Authors: Aihua Li, George Chen, Yu Li

Discussion thread
Vote thread
JIRA

FLINK-14917 - Getting issue details... STATUS

Release

Please keep the discussion on the mailing list rather than commenting on the wiki (wiki discussions get unwieldy fast).

Motivation

Since there's no widely accepted performance testing method in the stream-computing field at this moment, we've built an end-to-end performance-testing framework for Flink, which will collect delay and throughput of test jobs. Those collected metrics will indicate the engine's performance directly and can be used for finding performance regression by comparing data among different engine versions.

Goal

We propose to include at least 3 categories of end-to-end performance test suites, including:

  • Test suite for basic operations
  • Test suite for state backend
  • Test suite for shuffle service

And we need to monitor the result in two main aspects:

  • Job performance, mainly include throughput and latency
  • Hardware consumption, mainly include CPU/Memory/Network/Disk consumption

Roadmap

We plan to split the implementation into 4 phases:

  1. Add test suite for basic operations, and a visible WebUI to check the throughput data, pretty much like our existing flink speed center.
  2. Add more software and hardware metrics for the benchmark.
  3. Add test suite for state backend.
  4. Add test suite for shuffle service. 

Design

The detailed design of each test suite will be illustrated in this section.

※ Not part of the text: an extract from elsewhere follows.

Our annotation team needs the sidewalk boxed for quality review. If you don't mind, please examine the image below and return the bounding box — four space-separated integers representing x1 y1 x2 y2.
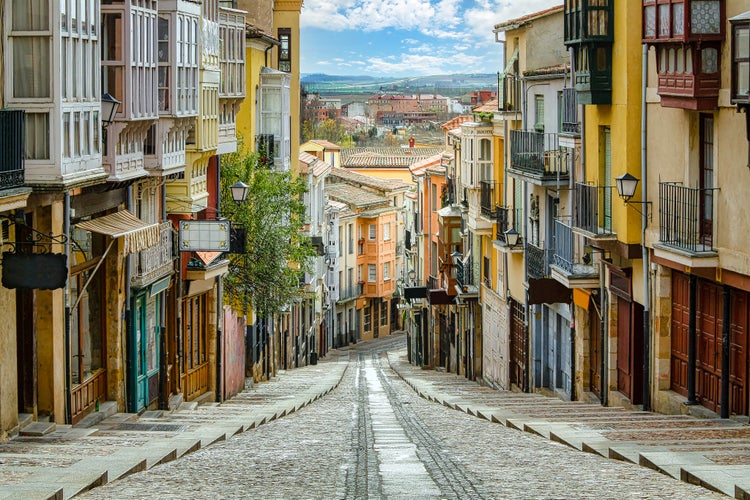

Test Suite for Basic Operations

In this test suite we will use the default backend (heap) and shuffle service, to make sure of no regression on the basic end-to-end performance of flink job.

Job Topology

Instead of simulating each user scenario, we just choose the most basic topologies for performance test, i.e. SingleInputOperator and TwoInputOperator. These two basic topologies can form any complicated topologies through combination and deformation. Figure 1 and figure 2 show these two basic topologies:

 

Figure 1. One Input Topology

 

Figure 2. Two Input Topology 

Test Scenarios

The following dimensions of Flink job are taken into account when setting the test scenarios:

Topology

Logical Attributes of Edges

Schedule Mode

Checkpoint Mode

OneInput

Broadcast

Lazy from Source

ExactlyOnce

TwoInput

Rescale

Eager

AtLeastOnce


Rebalance




KeyBy



There're also other dimensions other than Flink characteristics, including:

  • Record size: to check both the processing (records/s) and data (bytes/s) throughput, we will test the 10B, 100B and 1KB record size for each test job.
  • Resource for each task: we will use the Flink default settings to cover the most used cases.
  • Job Parallelism: we will increase the parallelism to saturate the system until back-pressure. 
  • Source and Sink: to focus on Flink performance, we generate the source data randomly and use a blackhole consumer as the sink.

Test Job List

The above test scenarios could form 32 test jobs as shown below:

  •  OneInput + Broadcast + LazyFromSource + ExactlyOnce
  •  OneInput + Rescale + LazyFromSource + ExactlyOnce
  •  OneInput + Rebalance + LazyFromSource + ExactlyOnce
  •  OneInput + KeyBy + LazyFromSource + ExactlyOnce
  •  OneInput + Broadcast + Eager + ExactlyOnce
  •  OneInput + Rescale + Eager + ExactlyOnce
  •  OneInput + Rebalance + Eager + ExactlyOnce
  •  OneInput + KeyBy + Eager + ExactlyOnce
  •  OneInput + Broadcast + LazyFromSource + AtLeastOnce
  •  OneInput + Rescale + LazyFromSource + AtLeastOnce
  •  OneInput + Rebalance + LazyFromSource + AtLeastOnce
  •  OneInput + KeyBy + LazyFromSource + AtLeastOnce
  •  OneInput + Broadcast + Eager + AtLeastOnce
  •  OneInput + Rescale + Eager + AtLeastOnce
  •  OneInput + Rebalance + Eager + AtLeastOnce
  •  OneInput + KeyBy + Eager + AtLeastOnce
  •  TwoInput + Broadcast + LazyFromSource + ExactlyOnce
  •  TwoInput + Rescale + LazyFromSource + ExactlyOnce
  •  TwoInput + Rebalance + LazyFromSource + ExactlyOnce
  •  TwoInput + KeyBy + LazyFromSource + ExactlyOnce
  •  TwoInput + Broadcast + Eager + ExactlyOnce
  •  TwoInput + Rescale + Eager + ExactlyOnce
  •  TwoInput + Rebalance + Eager + ExactlyOnce
  •  TwoInput + KeyBy + Eager + ExactlyOnce
  •  TwoInput + Broadcast + LazyFromSource + AtLeastOnce
  •  TwoInput + Rescale + LazyFromSource + AtLeastOnce
  •  TwoInput + Rebalance + LazyFromSource + AtLeastOnce
  •  TwoInput + KeyBy + LazyFromSource + AtLeastOnce
  •  TwoInput + Broadcast + Eager + AtLeastOnce
  •  TwoInput + Rescale + Eager + AtLeastOnce
  •  TwoInput + Rebalance + Eager + AtLeastOnce
  •  TwoInput + KeyBy + Eager + AtLeastOnce

Result Check

In this initial stage we will saturate the system until back-pressure, so we mainly monitor and display throughput of the jobs.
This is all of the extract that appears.